Esta semana el primer español nacido por fecundación in vitro cumple años. Se trata de Victoria Anna, mujer nacida en Barcelona el 12 de julio de 1984. Varios años antes, el 25 de julio de 1978, ya había visto la luz la primera persona probeta, Louise Joy Brown. Antena3, uno de los medios de comunicación generalistas con mayor público en España, describía recientemente el evento como “una puerta de esperanza para muchas familias”. Sin embargo, la puerta no es tan maravillosa, igual que no es oro todo lo que reluce.
El artículo canta las glorias de esta técnica de reproducción asistida (artificial), y creo que el tema merece una reflexión. Un pensar sobre el tema, antes de dar rienda suelta a la demonización fácil de quienes transitan por este camino. La sociedad actual, igual que la de hace 40 años, está preocupada por su futuro, por su descendencia, por agrandar el núcleo familiar. Es cierto que esta palabra, “familia”, hoy abarca distintas realidades, incluso contrarias o contradictorias.
En todos los casos se refiere a un pequeño grupo de personas, generalmente una pareja, que viven juntas. Y que en muchos casos quiere crecer en número, ampliarse. Es un deseo incluso en aquellas “familias” (habría que poner unas comillas grandes…) estériles por naturaleza, las uniones de personas del mismo sexo. La biología y el sentido común nos muestran que, como pareja, dos hombres juntos o dos mujeres juntas siempre serán estériles. Individualmente podrán engendrar un hijo, recurriendo a alguien del otro sexo, pero como pareja seguirán siendo estériles.
Se debería matizar mucho el concepto de familia, pero me llama la atención que existe ese deseo de fertilidad, de tener hijos. Y la preocupación por solucionar los problemas de la infertilidad: problemas intrínsecos, de la misma naturaleza de las cosas, y problemas más extrínsecos, relacionados con el estilo de vida, posibles enfermedades anatómicas, intolerancias y un larguísimo etcétera.
Hemos pasado del “acto de procreación” a las técnicas de reproducción. La técnica, técnicas y tecnologías, han revolucionado el siglo XX y lo que llevamos de XXI.
¿Son buenos los avances técnicos, la mejora técnica? Para responder a esta pregunta no basta ver las consecuencias que se derivan de su aplicación, para bien o para mal; éste es el peligro del consecuencialismo, del que ya nos previno Juan Pablo II en su encíclica Veritatis splendor. Además de las consecuencias, y más importante que estas, hay que ver la verdad latente en el acto que se realiza.
Ciertamente, se trata de una “solución” a un alto precio, económico, de salud y hasta de unión matrimonial. Recientemente me comentaban: “Con el tratamiento cambió mucho el modo de ser de mi mujer”.
En ese alto precio hay que mencionar también los más de 70.000 "abortos directos o indirectos" producidos en 2021, según los datos facilitados por la Sociedad Española de Fertilidad en octubre de 2023: son embriones que se han producido en el laboratorio, se han transferido a una mujer para continuar su gestación pero no han llegado a nacer. Se realizaron 104.985 transferencias, no todas de un único embrión, y nacieron 33.869 niños. Y los más de 400.000 embriones destruidos o congelados ese mismo año. O los 777.678 embriones congelados, a fecha de 31 de diciembre de 2021.

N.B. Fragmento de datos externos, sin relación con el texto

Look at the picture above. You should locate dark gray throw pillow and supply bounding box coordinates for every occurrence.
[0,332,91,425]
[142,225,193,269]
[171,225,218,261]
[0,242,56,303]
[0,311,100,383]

Hasta aquí los datos oficiales; más allá están las tensiones personales y de pareja, fruto de una responsabilidad desequilibrada, y de una culpabilidad también desequilibrada.
Un acto, decíamos antes, no es bueno ni malo principalmente por sus consecuencias, si bien estas nos deben hacer pensar, nos pueden ayudar a vislumbrar la bondad o maldad que se esconde en el acto. Y junto a esa reflexión hemos de pensar en la verdad de la vida que hay detrás de cada embrión, una palabra muy presente en todos los informes oficiales sobre reproducción artificial. La realidad biológica y humana del embrión es un dato que se nos impone desde la ciencia (la realidad es tozuda, decía un ilustre profesor de filosofía). Nos grita, desde su libertad: “Déjame vivir, quiero vivir, soy inocente”. Y llegamos al núcleo del problema: ¿quién tiene potestad para matar a un inocente? Las circunstancias son complejas, pero nunca debemos perder de vista el núcleo de la cuestión, el respeto a la vida y el respeto a cómo se da esa vida, en un acto de amor ordenado a la procreación o en una técnica de reproducción, siguiendo unos protocolos de calidad y eficacia.